Once a change lands in go-mysql-server, it will make its way Dolt's main branch through automation. A PR will be opened against dolthub/dolt to bump the dependency, and automated tests will be run against the dolt repository. Someone from the dolt team will merge the PR (or a subsequent one with equivalent effect). However, if you want to add automated tests to dolt itself that assert the behavior you have fixed in go-mysql-server, please feel free to submit a separate PR for that. For this particular bug fix, we did add bats tests at the dolt layer to assert the behavior we want. It's also worth noting that the enginetest integration tests from go-mysql-server also get run against Dolt as the storage engine by dolt's unit test setup as well.

Conclusion

Contributing to a new open source project can have a high barrier to entry, including discovering toolchains and developer tools dependencies, code organization, build and test processes, etc. The go ecosystem is quite homogenous in this regard and that makes it easier to jump into Dolt and go-mysql-server than equivalently sized projects in other language ecosystems might be. But there are still specific dependencies that need to be in place, subtleties of code organization to take into account and specific workflows that need to be known about and worked within. Hopefully this short overview has given a good concrete example of how to make progress on improving and testing Dolt's SQL engine. Some major takeaways:

  1. Dolt depends on go-mysql-server and fixing SQL engine bugs in particular will often involve changing go-mysql-server, which lives in a separate Git repository. You can make good iterative progress by checking out and branching both repositories and adding a local dependency override to dolt/go/go.mod with the go mod edit ... invocation used above.
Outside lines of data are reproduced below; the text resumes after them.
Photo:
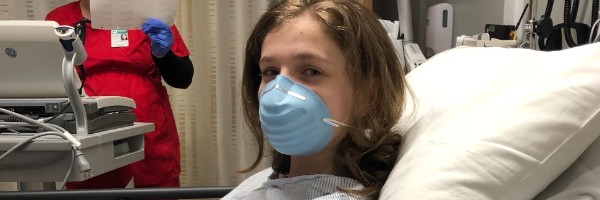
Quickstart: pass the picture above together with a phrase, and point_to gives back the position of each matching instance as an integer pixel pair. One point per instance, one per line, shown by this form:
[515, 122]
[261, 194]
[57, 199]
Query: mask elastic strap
[334, 122]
  2. go-mysql-server has two major types of tests: unit tests that live next to the implementation of the expression, function, analysis phase, plan nodes, etc., and engine tests, which live in //enginetest. Engine tests function more like high level integration and functional tests. Many changes to go-mysql-server will merit adding some of both types of tests.

  3. Once a go-mysql-server PR is accepted and merged, it will make its way to dolt's master branch automatically. For many types of improvements to the SQL support in Dolt, it may not be necessary to make any changes to the Dolt repository itself. If you do need to or want to make changes to the Dolt repository itself, the procedure looks largely the same, just with opening a PR against the Dolt repository.

We hope this blog post can help anyone looking to navigate and contribute to the Dolt code base more effectively in the future.

If you're looking to jump into the Dolt or go-mysql-server code bases, we use the tag good first issue on our github issues to tag things that are probably near at hand, unambiguous, and easy to test and review. Feel free to check out the current list of issues in go-mysql-server or in dolt.